Under the Sea in Eight Weeks

20 December 2017
How Young Artists Aged 7 to 11 Created an Entire Immersive Experience

An immersive ‘Under the Sea’ themed installation currently fills Belconnen Community Gallery – and it is truly impressive. It’s the work of seven young people, aged between seven and eleven years, who were participants of the Bungee Youth Resilience Expressive Art Program during term four, 2017. Under the tutelage of facilitators Su and Susan (affectionately known as collectively as “Sues”), the young artists worked hard to produce this considerable body of work in an incredible eight weeks.

Filled with sea creatures that are made of decorated clay, giant wall sized seascapes, and a gigantic squid covered with hand-drawn marks, the exhibition is testament to both the young people’s creativity and the artistic and collaborative skills that they have developed during the term.

Coming together for the first time, the young artists offered their own ideas in a brainstorming session.
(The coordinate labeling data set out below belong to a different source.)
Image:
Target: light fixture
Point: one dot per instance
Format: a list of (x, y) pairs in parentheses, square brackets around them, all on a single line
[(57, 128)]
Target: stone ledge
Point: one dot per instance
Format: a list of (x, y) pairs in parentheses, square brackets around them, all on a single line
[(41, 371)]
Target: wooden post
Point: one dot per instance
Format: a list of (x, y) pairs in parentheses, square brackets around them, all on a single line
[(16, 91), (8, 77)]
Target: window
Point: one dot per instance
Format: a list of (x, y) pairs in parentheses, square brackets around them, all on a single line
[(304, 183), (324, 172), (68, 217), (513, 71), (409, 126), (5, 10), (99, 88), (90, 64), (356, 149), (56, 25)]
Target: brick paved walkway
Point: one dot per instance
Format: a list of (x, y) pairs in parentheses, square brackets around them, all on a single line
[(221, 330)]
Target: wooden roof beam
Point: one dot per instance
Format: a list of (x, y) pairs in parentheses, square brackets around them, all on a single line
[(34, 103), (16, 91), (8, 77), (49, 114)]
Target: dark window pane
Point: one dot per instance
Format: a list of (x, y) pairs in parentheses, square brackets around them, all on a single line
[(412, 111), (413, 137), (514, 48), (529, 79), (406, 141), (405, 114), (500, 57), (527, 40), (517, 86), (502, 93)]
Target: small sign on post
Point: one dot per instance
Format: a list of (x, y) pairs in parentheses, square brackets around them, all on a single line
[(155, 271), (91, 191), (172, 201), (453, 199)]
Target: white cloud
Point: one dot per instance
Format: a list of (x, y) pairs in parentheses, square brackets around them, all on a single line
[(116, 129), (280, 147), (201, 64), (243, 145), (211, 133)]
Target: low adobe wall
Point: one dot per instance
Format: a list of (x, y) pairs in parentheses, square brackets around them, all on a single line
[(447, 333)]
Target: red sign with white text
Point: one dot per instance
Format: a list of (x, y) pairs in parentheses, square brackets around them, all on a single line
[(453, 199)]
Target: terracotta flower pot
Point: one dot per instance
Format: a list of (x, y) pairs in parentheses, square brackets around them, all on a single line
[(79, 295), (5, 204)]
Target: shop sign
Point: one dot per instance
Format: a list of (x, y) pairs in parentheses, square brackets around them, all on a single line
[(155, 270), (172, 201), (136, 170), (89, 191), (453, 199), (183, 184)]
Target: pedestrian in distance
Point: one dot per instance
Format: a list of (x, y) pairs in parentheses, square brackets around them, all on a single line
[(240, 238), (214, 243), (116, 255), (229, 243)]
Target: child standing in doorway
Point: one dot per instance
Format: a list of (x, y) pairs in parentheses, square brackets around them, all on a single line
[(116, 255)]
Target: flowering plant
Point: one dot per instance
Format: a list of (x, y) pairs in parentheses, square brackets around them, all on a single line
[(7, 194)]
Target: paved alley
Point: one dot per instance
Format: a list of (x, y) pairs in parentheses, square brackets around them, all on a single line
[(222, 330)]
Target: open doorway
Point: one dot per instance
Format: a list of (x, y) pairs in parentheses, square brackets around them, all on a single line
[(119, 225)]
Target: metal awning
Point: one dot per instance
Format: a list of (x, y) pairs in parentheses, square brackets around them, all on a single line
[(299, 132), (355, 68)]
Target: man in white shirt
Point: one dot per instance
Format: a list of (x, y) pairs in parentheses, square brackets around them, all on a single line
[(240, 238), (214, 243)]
The resulting critters then came into being in a variety of different mediums over the course of the program.  As a work experience student, I had the privilege of not only sitting in on one of the workshops, but also speaking to both Su and Susan about the ideas behind the process.

It is a sunny Tuesday afternoon and Su and Susan are carefully preparing their students’ artwork to be hung in the Belconnen Community Gallery. I listen in as they discuss the ironing of fish, debate who will stuff the giant squid, and consider whether or not they should hang the jellyfish on hoola hoops.

Su explains that the idea of an ‘exhibition’ was a new concept to many of the young artists, and also that quite a few of them had forgotten what they had made in the first few weeks of the program. She hopes that when they see the exhibition they will be blown way with what they have achieved. “I am excited to see what they think – whether or not it meets their vision. It will be fantastic if we did.”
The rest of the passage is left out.